Ben 14 yaşındaydım. Ablam ise 20. Ablam birine aşık olmuştu. Birbirlerini deli gibi seviyorlardı. Tabi babam bunu öğrendi. Ablam beni ufuk abi ile tanıştırdı. Çok iyi biriydi. Babam ablamı dövdü. O zamanlar iş ortağının bir oğlu var onunla evleneceğini söyledi. Ama ablam istemedi babam kaç kere dövdü sayısını hatırlamıyorum. Ablam ise her defasında reddetti . Annem hamile olduğu için kendini yormuyordu ama ablama etmediği laf kalmadı. Babam ablamı ikna edemeyeceğini anlayınca ufuk abiyi kaçırdı ve ablamı ufuk abiyi öldürmekle tehdit etti. Ablam sevdiği için kendi hayatından vazgeçti ve o çocukla evlenmeyi kabul etti . 1 hafta sonra ablamı istemeye geldiler ufuk abide o 1 hafta içinde hastanede kaldı . İsteme sırasında kapı çaldı ufuk abi geldi Ablama sorunca ablam onu sevmediğini onunla oyun oynadığını aslında evleneceği çocuğa aşık olduğunu söyledi yani yalan söyledi . Babamın ona birsey yapmasından çok korkuyordu.
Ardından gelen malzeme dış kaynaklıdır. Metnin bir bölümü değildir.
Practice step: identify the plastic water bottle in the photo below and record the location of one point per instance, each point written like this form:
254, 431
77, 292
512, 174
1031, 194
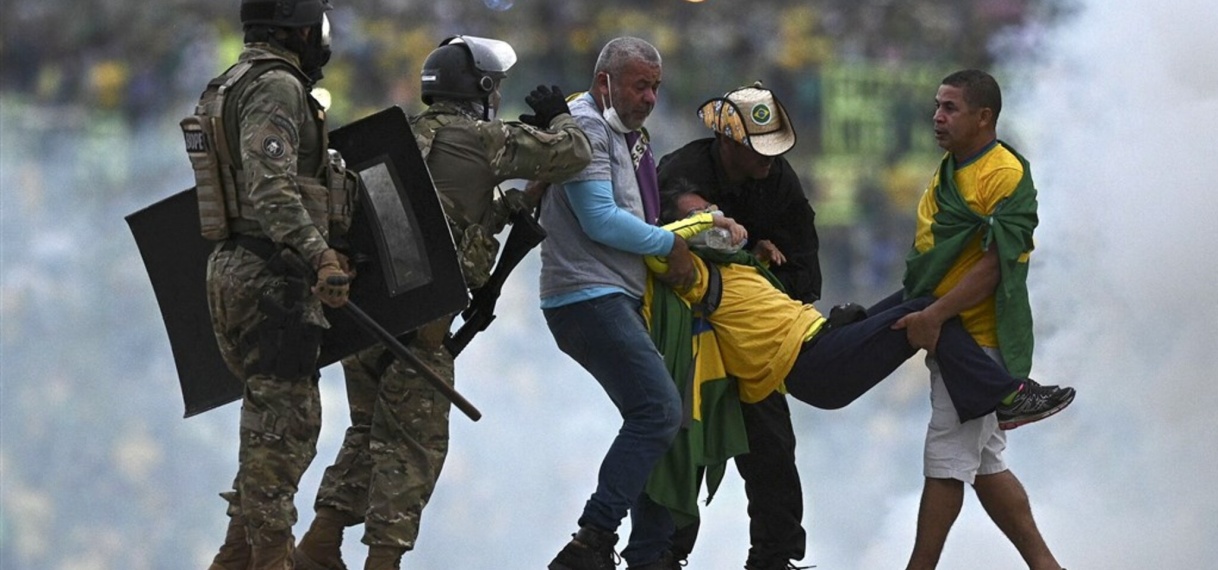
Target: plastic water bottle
720, 239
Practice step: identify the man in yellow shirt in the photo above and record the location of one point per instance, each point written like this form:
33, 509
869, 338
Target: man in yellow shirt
971, 252
769, 341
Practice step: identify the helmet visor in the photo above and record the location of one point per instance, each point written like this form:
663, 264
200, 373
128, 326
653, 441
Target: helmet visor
490, 55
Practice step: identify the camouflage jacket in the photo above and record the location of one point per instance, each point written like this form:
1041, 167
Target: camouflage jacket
469, 157
281, 135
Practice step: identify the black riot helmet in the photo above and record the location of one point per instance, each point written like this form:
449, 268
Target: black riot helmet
260, 17
284, 14
465, 67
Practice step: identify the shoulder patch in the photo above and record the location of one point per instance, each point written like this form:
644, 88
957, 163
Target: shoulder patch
273, 146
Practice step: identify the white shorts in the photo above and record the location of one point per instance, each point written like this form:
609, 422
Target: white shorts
960, 451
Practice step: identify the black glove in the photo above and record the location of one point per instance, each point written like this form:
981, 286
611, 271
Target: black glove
547, 102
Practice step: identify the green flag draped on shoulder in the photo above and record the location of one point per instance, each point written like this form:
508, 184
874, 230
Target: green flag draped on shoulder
1010, 229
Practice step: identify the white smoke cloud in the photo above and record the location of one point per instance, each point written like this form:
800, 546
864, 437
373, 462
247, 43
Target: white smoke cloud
1117, 119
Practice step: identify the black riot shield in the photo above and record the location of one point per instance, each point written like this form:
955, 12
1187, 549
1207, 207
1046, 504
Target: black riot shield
408, 273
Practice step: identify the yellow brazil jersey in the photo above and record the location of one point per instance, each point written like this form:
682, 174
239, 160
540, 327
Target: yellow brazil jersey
983, 183
759, 329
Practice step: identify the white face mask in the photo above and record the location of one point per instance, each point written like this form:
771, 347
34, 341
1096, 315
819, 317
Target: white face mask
610, 113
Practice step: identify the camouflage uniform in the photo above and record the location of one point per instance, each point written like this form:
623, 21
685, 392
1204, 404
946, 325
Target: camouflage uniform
281, 145
394, 451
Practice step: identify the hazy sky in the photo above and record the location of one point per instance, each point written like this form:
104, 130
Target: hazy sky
1117, 121
1117, 118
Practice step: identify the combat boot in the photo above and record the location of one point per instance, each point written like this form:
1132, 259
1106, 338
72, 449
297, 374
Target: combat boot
590, 549
273, 554
235, 551
384, 558
320, 548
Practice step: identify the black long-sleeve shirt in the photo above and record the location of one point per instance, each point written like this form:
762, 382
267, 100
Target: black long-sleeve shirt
774, 208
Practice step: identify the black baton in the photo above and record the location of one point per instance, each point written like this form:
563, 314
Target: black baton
400, 351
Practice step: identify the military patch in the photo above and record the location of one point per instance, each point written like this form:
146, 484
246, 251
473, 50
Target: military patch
761, 115
273, 146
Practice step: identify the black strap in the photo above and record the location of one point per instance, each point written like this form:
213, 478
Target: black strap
714, 294
260, 246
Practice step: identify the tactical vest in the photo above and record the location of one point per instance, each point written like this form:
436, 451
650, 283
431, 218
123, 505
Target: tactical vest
212, 138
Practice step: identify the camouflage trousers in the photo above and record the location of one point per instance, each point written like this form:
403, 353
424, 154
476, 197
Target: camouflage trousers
280, 414
397, 442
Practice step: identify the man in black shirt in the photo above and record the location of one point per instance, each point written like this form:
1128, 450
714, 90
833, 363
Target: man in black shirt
742, 171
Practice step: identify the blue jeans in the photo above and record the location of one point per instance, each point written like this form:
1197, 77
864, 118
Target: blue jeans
608, 337
839, 365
Ufuk abi o kadar kötü oldu ki . Ablama dönüp onu sevip sevmediğini sordu . Ablam mecburen sevmediğini söyledi. 2 gün sonra ufuk abinin annesi kapımıza geldi. Ablama tokat attı ve ufuk abinin kendini öldürdüğünü söyledi. Ablam bunu duyunca yıkıldı. Babam ve annem Umursamadı bile 1 ay boyunca ablam bir daha hiç konuşmadı. Onu hiç yanlız bırakmadım. Düğün günü ise dünyam başıma yıkıldı . Ablam odasında kendini öldürmüştü. Ve bir mektup bırakmıştı. En kötüsü de ne biliyor musun ablam hamileymiş. Ablamı hastaneye götürdüğümüzde öğrenmiştik. Anne ve babama rahatladın mı baba ablam yok istediğin oldu mu , ya sen anne hiç anneliğinden utanmadın mı ? Bundan sonra Sizin gibi ailem yok dedim. Onlar ise 1 hafta yalandan gözyaşı döktüler daha sonra sanki ablam hayatlarına hiç girmemiş gibi davrandılar. Onlardan o kadar nefret ediyorum ki 2 ay sonra eylül doğdu . Ben akıllanmışlardır diye düşünürken onlar yine aynı şeyi yaptılar. Bundan sonra ne beni nede eylülü Umursamadılar eylülü bakıcılar büyüttü. Bazen abi annem beni sevmiyor mu babam neden yanıma gelmiyor diyor ya işte o zaman kalbim ağrıyor Benim Hikayem de bu" dedi kafamı kaldırdığımda ağladığını fark ettim. Elimi yüzüne koyup yaşlarını sildim. Elimi çekecekken tutunca gözlerine baktım. Bana yavaş yavaş yaklaşmaya başladı. Hem korkuyor hem heycanlanıyordum
Belki biz birbirimize iyi gelecektik. Tam o sırada Rüzgarın telefonu çaldı. Ağzında "siktir" kelimesi çıktı. Telefonu açıp
- " Ne var? "
...........
-"Evet yanımda. "
............
-"Tamam geliyoruz ." Dedi ve telefonu kapattı. Bana
-"Arık gidelim mi bizi merak etmişler ."
-"Tamam "
-"Daha fazla üzülme senin üzülmen benim hiç hoşuma gitmiyor .'
-"Teşekkür ederim. "
-"Ne icin? "
-"Beni yanlız bırakmadığın , güvendiğin ve derdimi dinlediğin için ."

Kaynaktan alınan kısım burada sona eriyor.